The U.S. EPA considers anything three times background to be significantly above background. The California Highway Patrol deems any material over three times normal as a potential hazardous materials situation according to a state of Nevada hazmat report obtained by EnviroReporter.com.
With the amount of toxins uncovered at Rocketdyne over the years making it one of the most polluted places in Southern California, with the unfortunate distinction of being the headwaters of the Los Angeles River, it seems technically possible that CHP could have a huge hazmat problem on its hands if and when a park ever opened.
Whether it ends up as Hot Slots Casino, Rocketdyneland aerospace park, open space or all that and more, it’s looking more and more like SSFL won’t be cleaned up. The public will pay the price. The radiation and chemicals at Rocketdyne are some of the most deadly ever to foul such a large area of Southern California.
Allowing people to use the land in the shape it’s in would toss caution to the wind, the same wind that carried toxic dust down into the San Fernando Valley during haphazard bulldozing of toxic hot spots. In the absence of a cleanup to background, and leaving most of the sickly sentiments in place, keeping the public off the property may be the most prudent thing to do. That would simply require a decent perimeter fence and locked gates around the entire Santa Susana Field Laboratory.
Unfortunately, until DTSC is swept clean of polluter collaborators, which would mean much of the upper echelons of the department, cleanup of Rocketdyne will remain illusory. And with no real clean up, the site will pose risks for generations to come.

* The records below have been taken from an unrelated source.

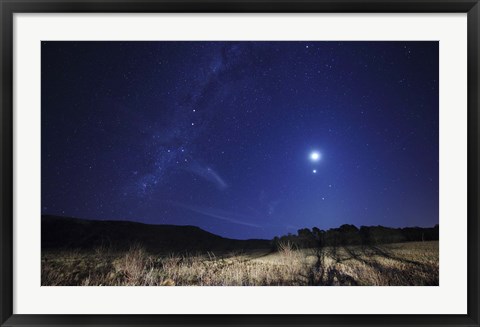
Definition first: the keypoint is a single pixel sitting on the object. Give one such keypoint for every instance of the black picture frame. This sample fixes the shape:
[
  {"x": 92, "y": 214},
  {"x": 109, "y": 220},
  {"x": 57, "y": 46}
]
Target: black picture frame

The United States Environmental Protection Agency, after churning through $41.5 million of taxpayer monies to end up basically declaring the site clean despite lethal radionuclides clocking in at over a thousand times background, signaled strongly on December 12 that no significant remediation would take place.
The communities around Rocketdyne, along the Los Angeles River and future visitors to the site, have been left out in the cold, deserted to deal with the hot zones that will stay in place thanks to an industry-compromised DTSC and U.S. Environmental Protection Agency.